According to ABC Chicago, eight area hospitals had to turn away emergency room patients with the flu Monday evening due to crowding issues. At least three of them -- Northwestern Memorial Hospital, Swedish Covenant Hospital and University of Chicago Medical Center -- were reportedly still on bypass Tuesday morning.

The hospitals are being overrun with individuals suffering from the flu as the season has hit earlier and harder than it has in recent years, the Chicago Sun-Times reports. In Downers Grove, the Advocate Good Samaritan Hospital was seeing wait times of up to three hours for treatment.

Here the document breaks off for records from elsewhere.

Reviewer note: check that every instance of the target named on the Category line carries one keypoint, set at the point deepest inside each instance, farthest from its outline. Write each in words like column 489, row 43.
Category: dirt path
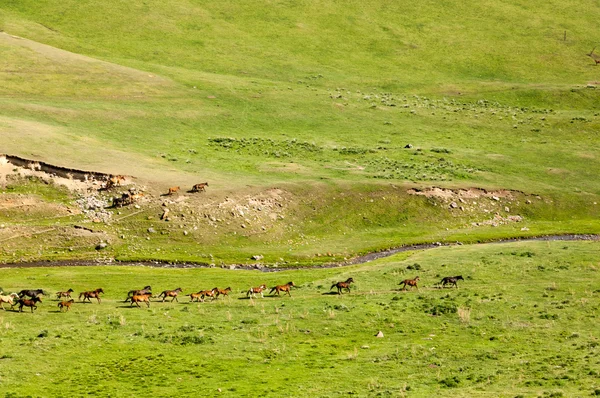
column 357, row 260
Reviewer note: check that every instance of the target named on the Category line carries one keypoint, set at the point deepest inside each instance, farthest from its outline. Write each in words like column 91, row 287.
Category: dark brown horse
column 29, row 303
column 196, row 296
column 91, row 294
column 31, row 293
column 171, row 293
column 410, row 282
column 283, row 288
column 65, row 304
column 222, row 292
column 256, row 290
column 342, row 285
column 141, row 298
column 66, row 294
column 451, row 280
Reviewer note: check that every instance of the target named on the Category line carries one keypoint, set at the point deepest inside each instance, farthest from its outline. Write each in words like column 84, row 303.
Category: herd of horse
column 30, row 297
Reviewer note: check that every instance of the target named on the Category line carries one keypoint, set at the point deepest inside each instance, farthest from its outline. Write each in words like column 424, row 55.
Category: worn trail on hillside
column 265, row 268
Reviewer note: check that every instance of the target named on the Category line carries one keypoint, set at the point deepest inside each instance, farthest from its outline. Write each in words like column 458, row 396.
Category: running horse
column 410, row 282
column 8, row 299
column 256, row 290
column 342, row 285
column 65, row 304
column 141, row 298
column 28, row 303
column 283, row 288
column 66, row 294
column 451, row 280
column 222, row 292
column 171, row 293
column 33, row 293
column 144, row 291
column 91, row 294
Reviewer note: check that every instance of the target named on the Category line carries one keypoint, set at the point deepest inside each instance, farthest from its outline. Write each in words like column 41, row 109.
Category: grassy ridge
column 522, row 323
column 315, row 98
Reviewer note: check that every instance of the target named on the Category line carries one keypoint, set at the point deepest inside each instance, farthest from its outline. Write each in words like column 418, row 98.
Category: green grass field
column 326, row 130
column 522, row 323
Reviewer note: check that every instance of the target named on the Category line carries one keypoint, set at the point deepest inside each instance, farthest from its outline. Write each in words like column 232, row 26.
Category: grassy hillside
column 316, row 99
column 522, row 323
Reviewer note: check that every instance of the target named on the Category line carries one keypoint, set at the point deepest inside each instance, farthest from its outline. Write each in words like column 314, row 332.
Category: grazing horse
column 283, row 288
column 31, row 293
column 410, row 282
column 145, row 290
column 173, row 190
column 8, row 299
column 141, row 298
column 222, row 292
column 65, row 304
column 200, row 187
column 171, row 293
column 64, row 294
column 342, row 285
column 451, row 280
column 90, row 295
column 254, row 290
column 114, row 181
column 29, row 303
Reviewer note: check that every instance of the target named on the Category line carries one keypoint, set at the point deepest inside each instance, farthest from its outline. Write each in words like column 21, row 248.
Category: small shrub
column 450, row 382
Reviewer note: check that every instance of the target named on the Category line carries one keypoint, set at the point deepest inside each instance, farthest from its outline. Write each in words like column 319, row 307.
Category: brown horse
column 196, row 296
column 451, row 280
column 222, row 292
column 29, row 303
column 145, row 290
column 283, row 288
column 410, row 282
column 64, row 294
column 256, row 290
column 8, row 299
column 171, row 293
column 200, row 187
column 92, row 294
column 141, row 298
column 342, row 285
column 209, row 293
column 65, row 304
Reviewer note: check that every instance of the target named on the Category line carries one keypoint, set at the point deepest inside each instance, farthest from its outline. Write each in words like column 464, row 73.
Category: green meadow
column 326, row 130
column 522, row 323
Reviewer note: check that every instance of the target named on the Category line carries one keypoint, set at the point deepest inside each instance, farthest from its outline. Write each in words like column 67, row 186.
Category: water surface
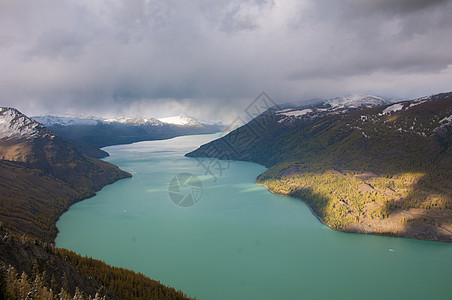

Julie Morita, medical director for the Chicago Department of Public Health's immunization program, told DNAinfo.com Chicago the number of flu cases in the city are still growing.

"So far, it's just going up," Morita told DNA. "Typically the flu increases in January or later, but this is the earliest we've seen in at least the past five years."

Even those who got flu shots may not be safe from catching the viral infection: Mary Alice Lavin, director of infection, prevention and control at Rush University Medical Center explained to CBS Chicago that the flu vaccine is only effective in about 60 percent of people, though the shot should lessen the impact of the illness -- and it's not too late to still get one.

While forty-one states nationwide are also experiencing a flu outbreak, the virus's impact in Illinois has been among the most severe, according to Fox.